Cela signifie que les premiers brouillons ne sont pas très amusants à écrire, car je ne passe pas de temps à écrire la partie où je trouve le plus de joie. Mais cela me donne une motivation supplémentaire pour les traverser encore plus rapidement, et cela peut être une bonne chose au début.
Au fur et à mesure que je continue et que je commence à me concentrer davantage sur le son, sur les phrases, une technique que j'utilise consiste à comprendre où je m'ennuie. Quand je trouve de la joie dans un paragraphe, il n'y a vraiment aucune phrase où je m'ennuie. Si je un m m'ennuyant, je dois regarder en arrière et essayer de comprendre au niveau des mots comment rendre ces phrases moins ennuyeuses. Il ne s'agit pas seulement de la pensée qui est exprimée. Il s'agit aussi de ce que les mots font les uns avec les autres et de la façon dont ils jouent ensemble.
Dans presque toutes les fictions que j'écris, je lis beaucoup à voix haute pour m'aider à déterminer si le son fonctionne. Vers la fin de ce roman, j'ai essayé quelque chose de nouveau : je me suis enregistré en train de lire le livre plusieurs fois et je l'ai écouté. J'ai trouvé cela incroyablement utile, bien que souvent douloureux, car qui veut écouter sa propre voix en lisant son propre livre pendant des heures ? C'était surréaliste. Mais cela m'a aussi permis de saisir beaucoup de choses que je ne pouvais pas saisir simplement en regardant la page, ou même en me lisant à haute voix. Je le recommande vraiment. Je connais des écrivains qui utilisent un programme informatique qui lira le fichier à voix haute à la place. Un de mes amis donnera même un accent à la voix, juste pour rendre les mots encore plus inconnus.
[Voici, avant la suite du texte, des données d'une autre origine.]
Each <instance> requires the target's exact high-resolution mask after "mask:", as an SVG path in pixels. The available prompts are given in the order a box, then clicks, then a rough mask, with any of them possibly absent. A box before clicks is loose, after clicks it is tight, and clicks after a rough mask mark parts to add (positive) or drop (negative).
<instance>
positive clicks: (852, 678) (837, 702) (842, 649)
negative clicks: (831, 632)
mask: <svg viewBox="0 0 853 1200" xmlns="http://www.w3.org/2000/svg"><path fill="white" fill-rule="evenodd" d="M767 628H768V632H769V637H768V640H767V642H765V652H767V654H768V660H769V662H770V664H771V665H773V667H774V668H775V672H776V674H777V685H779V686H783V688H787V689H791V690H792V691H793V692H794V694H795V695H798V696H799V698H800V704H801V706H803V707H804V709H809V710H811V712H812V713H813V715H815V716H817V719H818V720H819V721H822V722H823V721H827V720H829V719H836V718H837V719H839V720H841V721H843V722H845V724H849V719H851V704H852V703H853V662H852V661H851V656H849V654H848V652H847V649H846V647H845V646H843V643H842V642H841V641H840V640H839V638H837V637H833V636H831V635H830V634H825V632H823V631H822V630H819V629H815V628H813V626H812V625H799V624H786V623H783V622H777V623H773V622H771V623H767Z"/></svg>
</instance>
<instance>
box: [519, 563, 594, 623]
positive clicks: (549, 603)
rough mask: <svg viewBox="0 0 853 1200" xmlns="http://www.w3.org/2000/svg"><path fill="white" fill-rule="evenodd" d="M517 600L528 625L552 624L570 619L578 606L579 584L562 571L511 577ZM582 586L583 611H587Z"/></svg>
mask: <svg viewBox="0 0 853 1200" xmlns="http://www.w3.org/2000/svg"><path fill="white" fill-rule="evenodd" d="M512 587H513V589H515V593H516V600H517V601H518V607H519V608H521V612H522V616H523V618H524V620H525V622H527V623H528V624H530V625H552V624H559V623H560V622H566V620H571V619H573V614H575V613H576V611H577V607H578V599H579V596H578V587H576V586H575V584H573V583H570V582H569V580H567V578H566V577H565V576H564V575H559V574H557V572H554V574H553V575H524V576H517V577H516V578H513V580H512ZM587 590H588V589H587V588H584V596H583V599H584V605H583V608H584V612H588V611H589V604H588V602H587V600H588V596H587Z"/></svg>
À travers tout cela, il y avait aussi les livres que j'aimais, les lignes préférées qui me rappellent ce que Wharton appelle la splendeur et la douceur des mots. Sans lecture, il n'y a pas d'écriture. Je garde à côté de mon bureau les livres que j'ai trouvés auxquels je suis retourné le plus souvent en écrivant ce livre. Il y a quelques années, je commençais toujours la journée d'écriture en lisant un seul roman de Virginia Woolf. Je ne veux pas nommer le livre, car j'ai peur qu'il perde son pouvoir s'il le fait. Mais je commençais chaque jour par la lecture d'un passage, peut-être d'une page, et c'était tout. Cela m'a aidé à donner le ton de la journée et m'a aidé à me replonger dans mon propre roman. Il y en avait d'autres, mais c'est l'exemple le plus extrême de la façon dont un autre écrivain m'a aidé à écrire mon livre.
Et puis il y a eu mon document Word, celui où je garde toutes mes lignes préférées et les plus utiles. Quand je me sens confus et perdu, si je ne sais pas où je vais ou ce que je vais faire ensuite, et quand j'ai l'impression que je ne finirai probablement plus jamais un morceau de fiction, je retourne simplement à le document et commencez à lire. Presque inévitablement, quelque chose change. Je pense qu'il n'y a jamais eu un moment où cela n'a pas déclenché quelque chose en moi, et m'a donné une idée ou une pensée qui peut me ramener à ma propre écriture - à la pure fascination pour le son où j'aime vivre.